Großbritannien ist der drittgrößte Abnehmer deutscher Waren weltweit. Quelle: dpa
Big Ben in London

Großbritannien ist der drittgrößte Abnehmer deutscher Waren weltweit.

(Foto: dpa)

Berlin Der Wissenschaftliche Beirat des Bundeswirtschaftsministeriums plädiert für die Zeit nach dem Brexit für den raschen Abschluss eines Freihandelsabkommens mit Großbritannien.

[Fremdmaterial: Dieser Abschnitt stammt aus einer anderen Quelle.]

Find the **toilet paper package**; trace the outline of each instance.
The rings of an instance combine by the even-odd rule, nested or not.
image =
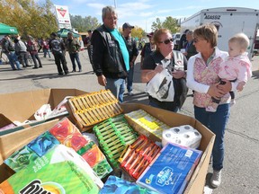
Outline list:
[[[190,125],[171,128],[163,131],[162,145],[178,144],[197,149],[201,140],[201,133]]]

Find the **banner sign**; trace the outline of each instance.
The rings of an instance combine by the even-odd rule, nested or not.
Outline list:
[[[58,20],[58,29],[72,29],[70,16],[67,6],[55,4],[56,16]]]

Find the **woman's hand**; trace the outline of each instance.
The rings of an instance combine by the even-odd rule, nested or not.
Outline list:
[[[215,99],[220,99],[223,95],[225,95],[224,91],[219,88],[219,83],[211,84],[207,92],[209,95]]]
[[[218,88],[219,88],[220,91],[222,91],[222,93],[223,93],[224,94],[226,94],[226,93],[229,93],[229,92],[231,91],[231,89],[232,89],[232,84],[231,84],[231,83],[230,83],[228,80],[223,79],[222,81],[225,82],[225,84],[219,84],[219,85],[218,85]]]
[[[180,79],[182,77],[184,77],[186,75],[186,73],[184,71],[176,70],[172,72],[172,75],[175,79]]]

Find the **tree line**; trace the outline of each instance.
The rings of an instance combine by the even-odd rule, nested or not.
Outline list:
[[[0,22],[16,27],[19,34],[24,37],[31,35],[35,38],[48,38],[51,32],[58,31],[54,10],[50,0],[45,0],[41,4],[34,0],[0,0]],[[79,32],[86,32],[101,25],[98,19],[92,16],[70,14],[70,21],[72,27]],[[169,16],[163,22],[159,18],[153,22],[152,31],[159,28],[167,28],[172,33],[175,33],[179,31],[180,26],[176,19]],[[119,27],[119,31],[121,31],[122,29]],[[146,36],[146,31],[135,26],[131,35],[141,39]]]

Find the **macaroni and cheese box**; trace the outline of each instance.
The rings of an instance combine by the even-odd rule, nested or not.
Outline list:
[[[183,193],[202,152],[167,144],[137,181],[159,193]]]

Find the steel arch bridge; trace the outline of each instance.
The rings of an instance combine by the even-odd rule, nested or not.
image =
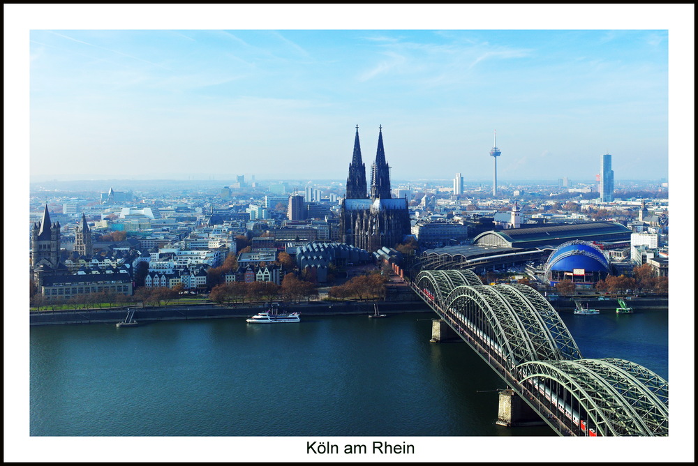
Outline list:
[[[617,359],[584,359],[545,298],[484,285],[470,270],[422,271],[413,289],[561,435],[667,435],[669,384]]]

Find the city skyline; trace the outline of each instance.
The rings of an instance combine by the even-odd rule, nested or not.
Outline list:
[[[667,178],[667,36],[34,29],[30,176],[341,179],[358,124],[395,179],[491,179],[494,130],[503,181],[593,181],[606,152],[619,179]]]
[[[26,216],[25,205],[12,201],[15,200],[14,197],[22,198],[30,179],[68,180],[78,178],[76,175],[80,179],[94,176],[103,180],[136,176],[162,179],[174,179],[175,174],[177,179],[195,176],[209,179],[221,173],[229,173],[231,176],[254,174],[258,179],[304,178],[299,172],[274,174],[242,165],[251,162],[262,167],[272,167],[272,163],[260,164],[260,161],[280,155],[298,163],[279,163],[276,166],[279,170],[299,167],[313,173],[317,170],[318,174],[311,178],[341,181],[346,178],[351,160],[357,124],[365,160],[372,160],[375,156],[378,126],[383,125],[386,158],[395,167],[392,176],[396,180],[426,179],[450,183],[454,174],[461,172],[466,183],[491,183],[493,162],[489,151],[493,131],[496,130],[498,145],[502,150],[498,168],[503,183],[511,179],[563,177],[594,183],[599,172],[599,158],[609,152],[614,157],[616,181],[670,180],[676,188],[672,190],[672,209],[680,213],[688,206],[690,199],[682,197],[681,191],[693,185],[694,169],[690,168],[694,163],[693,98],[690,97],[694,93],[693,8],[690,5],[641,4],[406,4],[399,9],[393,5],[169,5],[166,8],[147,4],[133,7],[5,5],[6,216]],[[238,11],[241,13],[235,14]],[[342,75],[341,71],[320,68],[318,63],[329,63],[332,59],[322,49],[336,44],[319,39],[309,42],[311,36],[320,37],[322,31],[314,30],[318,27],[336,29],[332,32],[341,33],[343,37],[352,34],[354,42],[349,43],[366,47],[361,49],[360,57],[352,57],[359,50],[357,47],[343,49],[346,56],[342,59],[355,65],[352,73]],[[348,27],[352,29],[345,29]],[[415,32],[415,29],[422,27],[431,30]],[[220,28],[230,29],[213,30]],[[246,28],[251,29],[239,30]],[[531,36],[526,41],[512,38],[530,31],[506,30],[521,28],[568,30],[545,31],[551,38],[554,34],[555,40],[538,36],[537,40]],[[153,48],[151,54],[142,48],[143,43],[131,44],[117,37],[116,33],[123,32],[118,30],[127,29],[133,30],[130,33],[152,40],[153,43],[145,45],[154,47],[161,39],[169,38],[172,42],[179,40],[177,43],[180,47],[186,45],[190,48],[168,54],[154,53],[157,49]],[[592,30],[596,29],[602,30]],[[107,37],[110,32],[114,33],[112,41]],[[383,33],[369,36],[371,32]],[[458,38],[452,35],[450,42],[446,42],[445,33],[456,32],[470,35],[461,33]],[[661,33],[650,33],[657,32]],[[429,40],[424,39],[427,36]],[[667,45],[668,36],[671,40]],[[218,47],[209,48],[218,50],[216,57],[221,63],[226,59],[248,73],[235,73],[237,68],[232,65],[223,67],[222,64],[209,71],[204,66],[206,57],[202,57],[200,62],[190,60],[186,66],[174,66],[179,59],[198,57],[198,51],[208,50],[194,48],[197,40],[207,41],[215,37],[220,38],[215,43]],[[596,47],[565,49],[561,39],[570,37],[594,38]],[[618,45],[627,42],[637,44],[639,39],[652,38],[659,39],[655,47],[663,47],[661,61],[637,61],[638,55],[642,58],[641,49],[636,47],[631,49],[634,53],[626,54],[625,49]],[[272,48],[269,45],[272,40],[276,47],[285,48]],[[320,42],[322,49],[317,45],[309,46],[309,43]],[[233,50],[233,45],[238,48]],[[603,57],[592,53],[604,49],[613,53]],[[241,50],[249,52],[241,54],[238,53]],[[253,50],[264,53],[255,55]],[[187,51],[189,54],[185,53]],[[544,57],[536,53],[540,51],[547,52],[552,59],[544,61]],[[445,59],[450,57],[454,59]],[[46,58],[50,60],[46,61]],[[288,64],[302,59],[306,61],[307,69],[292,68]],[[521,66],[536,59],[547,68],[536,68],[533,64]],[[54,60],[67,66],[59,68]],[[519,66],[511,71],[512,68],[504,66],[510,63]],[[110,68],[112,64],[117,68]],[[335,62],[330,64],[334,66]],[[528,84],[528,80],[540,77],[541,74],[535,71],[543,69],[549,72],[542,74],[548,86],[534,92],[536,89]],[[99,80],[91,77],[95,70],[100,73]],[[517,75],[517,70],[521,70],[521,75]],[[585,70],[587,73],[583,73]],[[452,80],[451,72],[454,70],[459,72],[455,73],[456,78],[469,77],[471,80],[468,83],[472,87],[461,89],[457,80]],[[564,80],[556,79],[560,70],[570,74]],[[253,71],[264,74],[252,74]],[[281,80],[280,75],[288,77]],[[327,82],[317,84],[309,79],[315,75]],[[496,85],[494,78],[498,75],[508,75],[507,86]],[[291,82],[290,77],[299,76],[305,80],[301,84],[313,83],[312,86],[283,87]],[[78,78],[84,85],[76,91],[71,83]],[[579,86],[586,86],[587,81],[595,86],[591,90],[597,93],[582,92]],[[663,84],[657,85],[658,82]],[[226,93],[236,83],[244,84],[248,93]],[[258,84],[269,89],[269,83],[281,89],[279,95],[255,91]],[[143,94],[137,92],[140,84],[147,84],[150,89],[142,99],[140,96]],[[299,89],[304,92],[296,92]],[[394,89],[395,93],[378,98],[369,92],[374,89]],[[119,98],[114,101],[100,92],[105,89]],[[354,100],[342,102],[339,97],[343,94],[350,95]],[[417,105],[415,99],[422,95],[431,97],[430,101],[438,106]],[[401,96],[404,98],[401,99]],[[592,100],[590,103],[595,107],[583,105],[587,100]],[[214,101],[217,106],[205,108],[195,105],[202,101]],[[560,103],[558,111],[551,112],[556,102]],[[170,103],[176,103],[174,108],[179,110],[171,110]],[[648,107],[660,110],[648,113]],[[487,112],[476,113],[482,108],[487,109]],[[524,113],[521,108],[530,110]],[[232,116],[228,118],[225,111],[228,109],[242,116],[237,119]],[[124,110],[128,112],[119,113]],[[162,128],[156,124],[172,114],[177,118],[168,120],[169,126]],[[207,118],[211,115],[225,115],[228,119],[211,122]],[[587,120],[590,121],[587,126],[574,124],[576,119],[589,115],[597,118]],[[195,119],[195,125],[189,131],[184,130],[192,119]],[[563,129],[554,128],[553,123],[559,121],[567,126]],[[114,133],[105,133],[107,129]],[[125,145],[124,135],[128,133],[127,142],[138,144],[136,149]],[[168,139],[172,135],[176,136]],[[529,136],[531,139],[527,140]],[[197,142],[193,148],[184,144],[187,138]],[[624,142],[626,138],[629,142]],[[233,145],[231,141],[239,142]],[[270,146],[274,141],[284,145],[281,149]],[[217,143],[222,145],[215,146]],[[418,163],[419,160],[415,158],[420,155],[424,156],[423,163]],[[215,163],[215,170],[203,171],[202,160]],[[182,172],[163,174],[170,170],[170,165],[181,167]],[[534,171],[522,171],[526,167]],[[324,171],[320,173],[320,169]],[[546,170],[544,174],[542,169]],[[220,179],[221,184],[223,181],[232,181],[232,178]],[[109,187],[107,183],[103,188]],[[16,188],[20,189],[19,195],[10,195]],[[685,233],[693,230],[685,218],[678,215],[672,218],[675,232],[672,240],[679,243],[692,238]],[[22,239],[26,235],[15,233],[13,236]],[[22,260],[26,261],[26,253],[21,248],[8,251],[6,275],[12,276],[10,264]],[[688,281],[690,271],[681,262],[675,266],[672,296],[676,297],[677,302],[688,302],[691,307],[692,293],[684,291],[692,290],[692,282]],[[13,287],[26,287],[26,280],[20,277],[10,280]],[[17,309],[26,307],[27,301],[24,296],[6,299],[15,305],[11,308]],[[24,328],[21,313],[8,314],[8,331]],[[690,325],[682,324],[676,319],[671,322],[672,341],[679,341],[677,331],[683,336]],[[12,339],[13,343],[15,339],[19,340],[15,344],[20,347],[28,343],[24,334]],[[690,336],[686,339],[692,341]],[[147,444],[152,439],[145,438],[133,439],[135,448],[130,449],[114,449],[110,443],[98,438],[92,442],[69,437],[45,439],[42,445],[50,448],[36,448],[36,439],[25,438],[29,431],[29,417],[24,412],[29,406],[28,354],[12,358],[10,352],[8,354],[6,367],[11,368],[8,373],[11,373],[15,380],[7,387],[12,392],[8,397],[16,401],[7,407],[8,412],[12,408],[12,414],[6,414],[15,426],[8,434],[8,444],[12,446],[8,452],[9,458],[31,456],[50,460],[94,460],[107,450],[117,459],[130,459],[134,454],[140,460],[163,458],[162,452],[149,448]],[[688,396],[685,392],[686,387],[692,386],[692,371],[677,368],[690,361],[676,345],[671,354],[672,385],[676,387],[672,390],[675,396]],[[690,349],[686,354],[692,354]],[[674,455],[681,452],[683,456],[684,451],[691,451],[692,439],[690,426],[685,426],[688,430],[681,430],[683,421],[681,418],[672,420],[675,430],[668,450],[645,449],[629,453],[622,446],[607,444],[590,450],[590,458],[605,460],[623,452],[626,459],[630,455],[665,460],[667,451]],[[688,432],[686,438],[683,432]],[[179,445],[190,446],[191,444],[177,440],[179,443],[176,445],[168,445],[172,448],[165,456],[179,453],[179,458],[200,460],[204,454],[205,458],[229,460],[231,452],[237,454],[236,447],[241,444],[263,448],[268,444],[267,439],[225,440],[223,445],[216,445],[218,448],[206,446],[190,448],[186,452],[180,451],[184,449],[178,448]],[[422,443],[438,445],[434,451],[458,458],[463,440],[456,444],[451,439],[443,444],[439,440],[426,439]],[[538,445],[539,441],[542,443],[544,439],[521,440],[517,444],[524,447],[521,458],[525,459],[530,453],[535,460],[537,450],[526,446],[531,442]],[[294,443],[290,437],[277,438],[275,442],[281,446],[274,452],[281,460],[289,458],[291,449],[298,446],[297,442]],[[481,451],[482,445],[500,445],[500,440],[493,438],[478,438],[476,442],[471,455],[474,458],[487,458]],[[545,443],[546,448],[559,450],[559,446]],[[240,454],[246,456],[244,452]]]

Weil der Abschluss eines solchen Abkommens aber länger als die zwei Jahre dauern wird, in denen der Austritt Großbritanniens aus der Europäischen Union vollzogen sein soll, raten die Experten in einem Brief an Bundeswirtschaftsministerin Brigitte Zypries (SPD) zu einer Zwischenlösung. So könnten die Unternehmen sich auf einen gleitenden Übergang einstellen und unnötige Störungen des Handels vermeiden. Gleichzeitig mit dem EU-Austritt soll Großbritannien demnach in die Freihandelszone Efta und gegebenenfalls in den Europäischen Wirtschaftsraum EWR eintreten.